Robert Gottliebsen’s excellent in the Australian today about Bill Shorten’s 10 blows: self-funded retirees to bear the brunt concludes with this statement, “It’s a sad time for the community that the young are pitched against their parents and grandparents in an election.”
Yes, a sad time, but it’s also immoral. Those who seek to run the country have a responsibility to unite, not to divide. This election more than any I’ve voted in is a real test of our Australian society. A society based on fairness and a fair go, recognising effort and rewarding it and in striving to stand on our own two feet. That society has been under threat for sometime now but, it takes a new level of evilness to drive the wedge that shatters it.
My comments may sound dramatic but I believe we have reached that point.

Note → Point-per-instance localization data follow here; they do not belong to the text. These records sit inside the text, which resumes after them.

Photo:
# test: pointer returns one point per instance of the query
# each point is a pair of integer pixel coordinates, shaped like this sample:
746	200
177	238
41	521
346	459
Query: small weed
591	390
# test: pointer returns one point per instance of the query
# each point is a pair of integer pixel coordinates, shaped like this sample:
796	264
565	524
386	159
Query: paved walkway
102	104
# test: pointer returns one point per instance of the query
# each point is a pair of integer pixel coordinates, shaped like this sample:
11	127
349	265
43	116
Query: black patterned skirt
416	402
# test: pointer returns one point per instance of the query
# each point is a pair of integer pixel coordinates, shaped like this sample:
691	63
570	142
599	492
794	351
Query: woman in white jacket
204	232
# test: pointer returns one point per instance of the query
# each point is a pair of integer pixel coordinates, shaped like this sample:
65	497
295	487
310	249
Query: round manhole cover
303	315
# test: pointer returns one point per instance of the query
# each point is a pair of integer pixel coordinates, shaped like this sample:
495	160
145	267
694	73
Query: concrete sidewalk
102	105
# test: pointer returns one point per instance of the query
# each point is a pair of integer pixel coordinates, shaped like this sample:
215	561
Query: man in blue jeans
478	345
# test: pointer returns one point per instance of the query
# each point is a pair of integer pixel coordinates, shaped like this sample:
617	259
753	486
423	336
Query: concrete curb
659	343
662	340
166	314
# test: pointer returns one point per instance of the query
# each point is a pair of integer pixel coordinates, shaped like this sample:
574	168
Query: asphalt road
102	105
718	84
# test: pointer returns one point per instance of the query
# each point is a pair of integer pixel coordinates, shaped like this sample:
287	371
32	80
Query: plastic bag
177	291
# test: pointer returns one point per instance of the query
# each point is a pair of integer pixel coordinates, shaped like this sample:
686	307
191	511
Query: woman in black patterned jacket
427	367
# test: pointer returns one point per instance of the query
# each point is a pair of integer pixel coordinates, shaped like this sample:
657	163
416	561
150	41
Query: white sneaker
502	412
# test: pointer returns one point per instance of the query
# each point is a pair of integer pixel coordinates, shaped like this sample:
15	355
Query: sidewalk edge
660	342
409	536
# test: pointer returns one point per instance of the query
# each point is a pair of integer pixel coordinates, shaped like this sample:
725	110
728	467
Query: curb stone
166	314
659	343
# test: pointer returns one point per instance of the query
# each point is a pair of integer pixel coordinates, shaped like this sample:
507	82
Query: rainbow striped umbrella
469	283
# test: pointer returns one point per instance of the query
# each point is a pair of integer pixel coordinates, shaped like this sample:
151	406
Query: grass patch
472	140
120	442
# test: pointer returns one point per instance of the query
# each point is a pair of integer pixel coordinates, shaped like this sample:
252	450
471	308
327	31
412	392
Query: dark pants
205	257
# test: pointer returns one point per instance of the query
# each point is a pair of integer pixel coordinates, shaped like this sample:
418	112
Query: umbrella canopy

I’ve said many times we are at the crossroads and the decision we make next month will be the key to either clawing back our ‘give and receive a fair go’ society or one that’s based on envy and division.
I hope and pray that people are waking up to Shorten. He is a man driven by blind ambition to be Prime Minister at any cost. But he is a man being used by those with far sinister desires for our future.
Shorten is banking on the younger generation buying into his culture of envy.
Those behind his ‘throne’ are banking on him succeeding. If they’ve failed the younger generation will give Labor thumbs-down in May.
If he has been successful in creating the embryo of that society one based on envy on turning ordinary hard-working people into pariahs, an ageist society he’ll romp in next month but society will be the loser and the Australia we once knew gone forever. The younger generation who supported him will learn a very bitter lesson that family are not not your enemy but a government that pits them against their family most certainly in the long run are.
Yes, we are at the crossroads we all better pray we choose the right path.